Ainsi, les établissements privés scolarisent deux fois moins d’enfants d’ouvriers et d’inactifs (16,7 % versus 34,6% public hors éducation prioritaire, 63% en éducation prioritaire), deux fois moins de boursiers (9,9 % vs 19,7% public hors éducation prioritaire, 48,5% en éducation prioritaire) et presque deux fois moins d’élèves étrangers (1,7 % vs 3,2 %) ou d’origine étrangère (9,1 % vs 19,4%). Sans surprise le profil scolaire des élèves scolarisés dans le privé n’est pas identique à celui scolarisé dans le public, et encore moins à celui accueilli en éducation prioritaire : ils sont moins en retard dans leurs études et disposent de meilleures compétences en français et en mathématiques.

Ensuite, l’Etat exonère les établissements privés de la prise en charge des « élèves à besoins éducatifs particuliers ». Que ce soit pour l’accueil des élèves ayant des « difficultés graves et persistantes » (SEGPA), des élèves en situation de handicap (ULIS) ou des élèves allophones arrivants (UPE2A), les établissements privés sont très peu concernés : 5% d’entre eux ont une SEGPA, contre 21,1% dans le public non prioritaire (49,3% en REP+) ; 18,8% disposent d’une ULIS, contre  dans 50,7% dans le public non prioritaire (63,5% en REP+) ; 0,8% comprennent une UPE2A contre 13% dans le public non prioritaire (58% en REP+).

L’Etat n’impose pas non plus aux établissements d’enseignement privé le respect de leurs obligations de mixité sociale (article 111-1 du code de l’éducation), obligations pourtant réaffirmées par la loi du 24 août 2021 confortant les principes de la République.

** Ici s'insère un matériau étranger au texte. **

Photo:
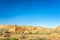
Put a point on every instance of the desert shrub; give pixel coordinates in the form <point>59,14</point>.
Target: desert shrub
<point>30,33</point>
<point>14,39</point>
<point>38,39</point>
<point>37,33</point>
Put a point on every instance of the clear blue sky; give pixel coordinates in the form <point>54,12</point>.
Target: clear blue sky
<point>30,12</point>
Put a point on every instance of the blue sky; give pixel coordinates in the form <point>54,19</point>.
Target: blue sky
<point>30,12</point>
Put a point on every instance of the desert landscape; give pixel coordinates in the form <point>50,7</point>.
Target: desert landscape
<point>16,32</point>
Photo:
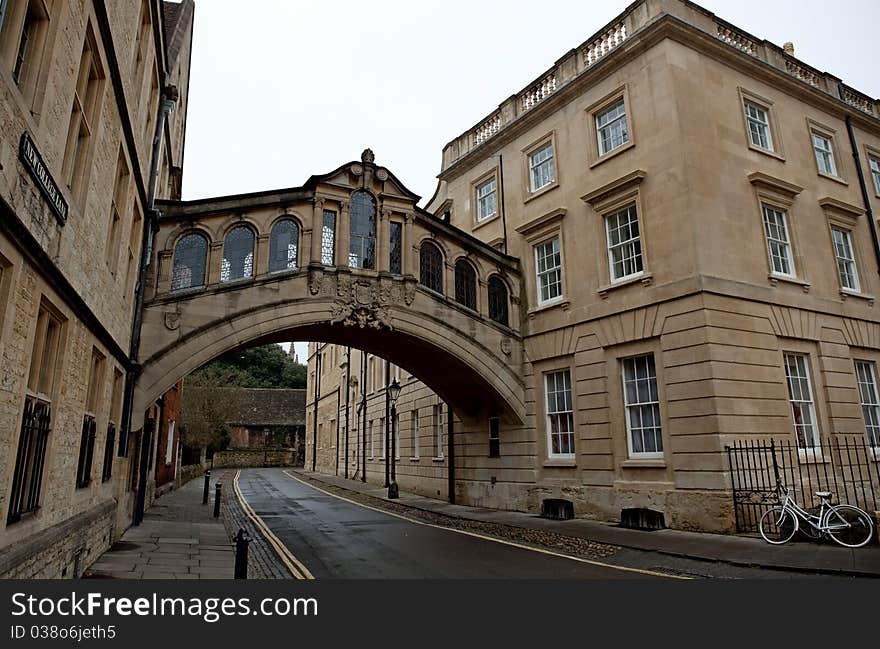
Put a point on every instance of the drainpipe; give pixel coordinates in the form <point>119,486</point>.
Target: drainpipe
<point>338,404</point>
<point>364,357</point>
<point>450,455</point>
<point>501,203</point>
<point>151,226</point>
<point>863,186</point>
<point>347,403</point>
<point>315,405</point>
<point>387,414</point>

Enfin, l’Etat favorise clairement l’enseignement privé dans la répartition des moyens d’enseignement, puisqu’en vertu du principe de parité, il lui attribue le même niveau de crédits que celui délégué au secteur public qui accueille tous les élèves sans restriction, y compris ceux exclus du privé. En cela, il crée les conditions de « l’attractivité » du secteur privé avec d’une part, des effectifs proches de ceux du secteur public, pour une population ayant un profil social et scolaire mieux adapté aux apprentissages et aux attentes scolaires et d’autre part, un nombre d’élèves par enseignant identique à celui observé dans le public prioritaire (13,1 vs 14,5).

Lire aussi: EVARS vs EARS : un double discours de l’enseignement catholique ?

Tout ceci conduit à ce que notre système scolaire soit fragmenté non pas en deux secteurs (public vs privé) mais en trois avec à ses extrémités, deux pôles socialement ségrégués qui scolarisent chacun 20% des collégiens : d’un côté, l’enseignement privé (23,8%), où 57% des élèves sont issus de milieux sociaux « favorisés » et/ou « très favorisés », soit une surreprésentation par rapport à leur poids dans la structure sociale (37,1%) ;  de l’autre, l’éducation prioritaire (21,5%), où 60% des élèves au moins proviennent de milieux sociaux dit « défavorisés » avec une surreprésentation des ouvriers et des inactifs par rapport à leur poids dans la structure sociale (32,7%). Dans le premier cas, il s’agit d’une ségrégation choisie avec une école (privée) préservée des difficultés sociales et scolaires ; dans le second c’est une ségrégation subie avec une école (publique prioritaire) concentrant les difficultés sociales et scolaires.

Propos recueillis par Djéhanne Gani

Fabienne Fédérini, Enseignement privé catholique. Comment l’Etat brise l’école de la République. Editions au bord de l’eau, août 2025.